Comme elles sont touchantes, les amusantes tentatives d’explication des journalistes pour un phénomène qui leur échappe totalement, tant ils sont dépourvus de la culture politique de base leur permettant d’appréhender ce qu’ils voient ! Et comme elle est attendrissante, la grossière manœuvre de cette presse pour relancer le bastringue anti-libéral dont se nourrit la France depuis plusieurs décennie et qui l’a copieusement flanqué dans l’ornière que tous, journalistes et politiciens, s’emploient à creuser ! Ils sont si mignon de tenter de nous faire croire, avec leurs petits doigts potelés d’enfants naïfs, que les candidats de la droite seraient, vaguement, de loin, si on regarde vite en ayant copieusement bu et fumé avant, d’authentiques libéraux au moins sur le plan économique.
La réalité est, assez malheureusement, complètement différente.
Sarkozy a déjà largement fait la preuve, en cinq années d’un quinquennat désastreux, de sa totale incompétence en matière d’économie. Il a réussi à n’être libéral sur aucun domaine, ni économique, ni sociétal, et a essentiellement géré les affaires courantes, avec le brio que l’on sait et qui lui a permis de se faire jeter contre un candidat de gauche si minable qu’un âne amputé des pattes avant aurait avantageusement pu remplacer. Croire qu’il pourrait réussir à être libéral là où il a précédemment échoué en nous laissant une liste ahurissante de taxes et de ponctions supplémentaires, c’est vraiment prendre le lecteur pour un guignol.
Fillon est, là encore, dans le même bateau. Il prétendra bien sûr avoir été obligé, en tant que premier ministre, à suivre un programme qui n’était pas le sien, oubliant qu’à « fermer sa gueule », il pouvait opposer une démission médiatiquement pratique et qui aurait marqué les esprits. Et le programme qu’il présente s’éparpille entre bonnes intentions, annonces floues et vœux pieux impraticables dans un pays serré comme une cocotte-minute sur un feu d’enfer. Qu’on puisse imaginer qu’il tienne, sondage après sondage, et conserve la même ligne relève plus de la pathologie que de la naïveté.

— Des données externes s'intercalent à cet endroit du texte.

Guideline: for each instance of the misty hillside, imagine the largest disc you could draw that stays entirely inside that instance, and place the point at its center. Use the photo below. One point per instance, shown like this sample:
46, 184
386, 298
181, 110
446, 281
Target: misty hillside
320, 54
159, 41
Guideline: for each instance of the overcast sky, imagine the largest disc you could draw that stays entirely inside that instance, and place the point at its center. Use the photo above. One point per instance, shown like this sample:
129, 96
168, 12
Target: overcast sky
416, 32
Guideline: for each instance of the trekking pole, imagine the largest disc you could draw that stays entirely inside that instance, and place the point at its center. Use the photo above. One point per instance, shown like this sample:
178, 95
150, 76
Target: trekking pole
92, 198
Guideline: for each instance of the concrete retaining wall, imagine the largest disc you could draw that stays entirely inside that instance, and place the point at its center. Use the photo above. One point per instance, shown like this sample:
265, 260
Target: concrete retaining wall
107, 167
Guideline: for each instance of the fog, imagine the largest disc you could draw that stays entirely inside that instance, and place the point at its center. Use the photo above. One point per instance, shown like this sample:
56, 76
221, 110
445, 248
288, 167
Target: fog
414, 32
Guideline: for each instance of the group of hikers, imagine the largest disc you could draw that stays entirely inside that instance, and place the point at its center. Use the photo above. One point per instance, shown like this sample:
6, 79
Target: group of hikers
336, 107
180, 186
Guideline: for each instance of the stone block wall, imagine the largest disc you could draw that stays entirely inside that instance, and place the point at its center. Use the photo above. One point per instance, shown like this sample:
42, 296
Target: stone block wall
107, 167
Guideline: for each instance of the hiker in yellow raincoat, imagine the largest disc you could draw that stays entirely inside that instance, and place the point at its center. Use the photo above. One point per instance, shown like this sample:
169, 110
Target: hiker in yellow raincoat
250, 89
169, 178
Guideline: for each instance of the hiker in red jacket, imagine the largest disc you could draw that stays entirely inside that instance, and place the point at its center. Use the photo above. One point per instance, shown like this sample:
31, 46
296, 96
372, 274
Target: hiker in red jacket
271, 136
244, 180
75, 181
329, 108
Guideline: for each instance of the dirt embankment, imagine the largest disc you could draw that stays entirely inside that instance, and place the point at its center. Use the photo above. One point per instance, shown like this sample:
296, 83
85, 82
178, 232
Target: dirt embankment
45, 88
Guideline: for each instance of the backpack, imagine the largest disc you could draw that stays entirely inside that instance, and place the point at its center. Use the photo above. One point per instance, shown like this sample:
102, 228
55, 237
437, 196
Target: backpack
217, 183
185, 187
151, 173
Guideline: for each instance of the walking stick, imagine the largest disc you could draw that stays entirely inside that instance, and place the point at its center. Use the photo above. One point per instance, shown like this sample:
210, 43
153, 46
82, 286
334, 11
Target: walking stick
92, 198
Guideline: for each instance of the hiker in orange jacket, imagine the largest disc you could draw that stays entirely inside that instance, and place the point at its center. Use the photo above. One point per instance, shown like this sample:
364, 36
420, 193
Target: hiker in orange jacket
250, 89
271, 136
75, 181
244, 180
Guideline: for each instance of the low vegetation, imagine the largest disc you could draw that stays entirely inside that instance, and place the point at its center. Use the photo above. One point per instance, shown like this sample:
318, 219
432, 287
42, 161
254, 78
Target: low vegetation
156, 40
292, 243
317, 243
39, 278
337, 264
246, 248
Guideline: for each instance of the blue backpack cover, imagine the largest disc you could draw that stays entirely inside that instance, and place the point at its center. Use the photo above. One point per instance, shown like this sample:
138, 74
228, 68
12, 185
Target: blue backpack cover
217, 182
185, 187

Quant à Juppé, son absence caractéristique de toute colonne vertébrale politique lui donne bien évidemment la possibilité de se couler dans un moule libéral qu’il abandonnera dès qu’il s’agira de prendre le pouvoir. C’est non seulement garanti sur facture, mais c’est même la seule raison pour laquelle certains Français le trouvent rassurant : tout le monde sait que son libéramimse est un air de flutiau aux accents somnifères, et qu’à la première contrariété (syndicale par exemple), il forcera le respect de l’électeur en restant droit dans ses bottes tout en retournant sa veste et en baissant son pantalon (ce qui, à 71 ans, démontrera bien l’absence de colonne vertébrale que j’évoquais plus tôt).
La réalité, crue, évidente, et hors des fards comiques d’une presse apeurée à l’idée de retrouver un président de droite, c’est qu’il n’y a aucune candidature libérale, tout justes des annonces pré-électorales de crédibilité nulle avec des épluchures d’un libéralisme douteux, qui auront l’immense praticité de se sublimer (i.e de passer du solide au gazeux sans même passer par le liquide) dès que les sondages d’opinion le commanderont.
Au-delà de l’évidente pignouferie de la presse, on n’assiste à rien d’autre qu’à une piètre tentative de faire de la droite un épouvantail néolibéral pour rassembler ce qui reste de gauche.
Ces élections s’annoncent consternantes.